The Finance Ministry has reportedly expressed its inability to releases Rs 57 billion for import of furnace oil after the total subsidy for the power sector exceeded Rs 267 billion during the first nine months of the current fiscal year against a total revised subsidy allocation of Rs 291 total for the current fiscal year.
Sources in the Ministry said that a number of meetings had been held on the issue with senior officials of Water and Power and Petroleum Ministries and fiscal constraints faced by the Ministry of Finance had been communicated to them. A senior official said that the Finance Ministry had not received any directives in this regard.
However, he added that a briefing was given to the caretaker Prime Minister by the Ministry of Water and Power with respect to power situation and financial problems faced by the sector. Sources in the Finance Ministry said that the power sector had been asked to improve recoveries because almost all the amount earmarked in the revised budget for power sector had already been used up and there was no fiscal space other than printing notes which would have serious repercussions on budget deficit.
As much as Rs 185 billion had been earmarked in the budget for the power sector for the current fiscal year which was revised upward to Rs 291 billion. So far, the Finance Ministry has released Rs 267 billion to the power sector and there is still three very critical months to go. Sources in the Ministry of Petroleum and Natural Resources also confirmed that the Finance Ministry had formally expressed its inability to provide additional funds to rescue Pakistan State Oil (PSO) from default. If the PSO failed to pay Rs 11 billion on account of letters of credit (L/Cs) payments to international fuel suppliers, it might be forced to default, they added.
To settle the financial woes of cash strapped PSO, a meeting was held at the Finance Ministry, which was attended by Secretary Finance, Secretary Petroleum, Secretary Water and Power, Managing Director Water and Power Development Authority (Wapda), Managing Director PSO and other relevant officials. "The meeting did not reach a conclusion. If the government does not provide us a letter of comfort, an international default of PSO is sure," sources maintained. "At present, we have only 60,000 tons of furnace oil in stock, sufficient for just five days as PSO is currently supplying 12,000 tons of furnace oil daily to power sector. It is unclear what will happen after five days," an official of PSO said on the condition of anonymity.

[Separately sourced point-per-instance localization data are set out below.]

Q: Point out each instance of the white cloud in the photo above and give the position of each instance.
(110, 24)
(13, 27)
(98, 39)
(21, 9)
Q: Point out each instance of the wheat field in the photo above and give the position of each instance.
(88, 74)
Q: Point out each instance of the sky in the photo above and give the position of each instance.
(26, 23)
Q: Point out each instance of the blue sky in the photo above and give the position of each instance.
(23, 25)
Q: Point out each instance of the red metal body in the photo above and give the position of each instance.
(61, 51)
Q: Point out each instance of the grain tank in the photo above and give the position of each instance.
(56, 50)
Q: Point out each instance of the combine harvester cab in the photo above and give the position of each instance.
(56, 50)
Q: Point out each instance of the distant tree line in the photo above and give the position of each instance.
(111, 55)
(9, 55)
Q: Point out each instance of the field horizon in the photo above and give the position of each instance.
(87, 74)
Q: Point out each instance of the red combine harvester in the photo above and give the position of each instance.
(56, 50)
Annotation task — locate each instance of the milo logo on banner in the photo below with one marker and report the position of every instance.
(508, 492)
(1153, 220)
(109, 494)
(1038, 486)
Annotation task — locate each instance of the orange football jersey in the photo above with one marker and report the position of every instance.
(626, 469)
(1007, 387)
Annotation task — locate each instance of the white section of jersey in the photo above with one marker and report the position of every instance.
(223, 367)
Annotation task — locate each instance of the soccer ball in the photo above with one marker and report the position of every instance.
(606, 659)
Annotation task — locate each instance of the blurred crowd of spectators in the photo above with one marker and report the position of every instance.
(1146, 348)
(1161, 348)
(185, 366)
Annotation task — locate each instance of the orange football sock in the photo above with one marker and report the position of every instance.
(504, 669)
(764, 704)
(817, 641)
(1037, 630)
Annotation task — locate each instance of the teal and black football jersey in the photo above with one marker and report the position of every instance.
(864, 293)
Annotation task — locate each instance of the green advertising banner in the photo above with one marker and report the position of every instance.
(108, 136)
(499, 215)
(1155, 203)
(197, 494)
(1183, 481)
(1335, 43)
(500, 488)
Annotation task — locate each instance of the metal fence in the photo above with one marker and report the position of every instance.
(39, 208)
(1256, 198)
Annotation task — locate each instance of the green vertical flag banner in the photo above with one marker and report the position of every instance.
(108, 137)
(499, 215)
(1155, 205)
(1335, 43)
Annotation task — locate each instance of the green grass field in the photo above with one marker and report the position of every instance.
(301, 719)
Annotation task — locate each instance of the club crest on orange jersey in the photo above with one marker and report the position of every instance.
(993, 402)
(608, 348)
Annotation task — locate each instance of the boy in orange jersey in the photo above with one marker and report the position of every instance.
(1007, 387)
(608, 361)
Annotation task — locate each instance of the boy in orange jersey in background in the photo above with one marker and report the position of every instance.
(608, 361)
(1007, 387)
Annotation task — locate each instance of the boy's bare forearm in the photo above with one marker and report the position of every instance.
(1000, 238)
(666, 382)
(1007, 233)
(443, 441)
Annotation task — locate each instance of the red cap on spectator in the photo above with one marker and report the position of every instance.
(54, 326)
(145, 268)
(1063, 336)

The PSO was assured by the Pakistan Electric Power Company Limited (Pepco) that it would be provided Rs 11 billion from collection of electricity bills, but it received only Rs 6.5 billion, the official added. The Ministry of Water and Power wants 16,000 tons of furnace oil supply to power houses on a daily basis to keep the power cuts at the current level, but was unable to arrange the funds for this purpose. "We will witness a serious power crisis in upcoming months of May, June, July and August. PSO is definitely on the verge of international default and if it defaults the country would face serious fuel crisis as well as power crisis," said the official.
The meeting was informed that up to March 31 this year, the Water and Power Development Authority (Wapda) collected only Rs 38 billion on account of electricity bills. The power sector is a leading defaulter of PSO with an estimated amount of Rs 133 billion of which Rs 48.79 billion is owed by Wapda, Rs 56.68 by Hub Power Company (HUBCO), Rs 11.10 billion by Kot Adu Power Company (Kapco), Rs 11.02 billion by Karachi Electricity Supply Corporation (KESC) and Rs 1.15 billion by Independent Power Plants (IPPs) and Rs 4 billion.
Moreover PSO's outstanding dues against National Transmission and Dispatch Company (NTDC) and KESC on account of price differential under GLMP stand at Rs 4 billion. PSO has to pay over Rs 103.48 billion to international fuel suppliers as well as local refineries. On Letters of Credit (L/C) payments, it has to pay Rs 68.3 billion to Kuwait Petroleum Company (KPC) and other international fuel suppliers.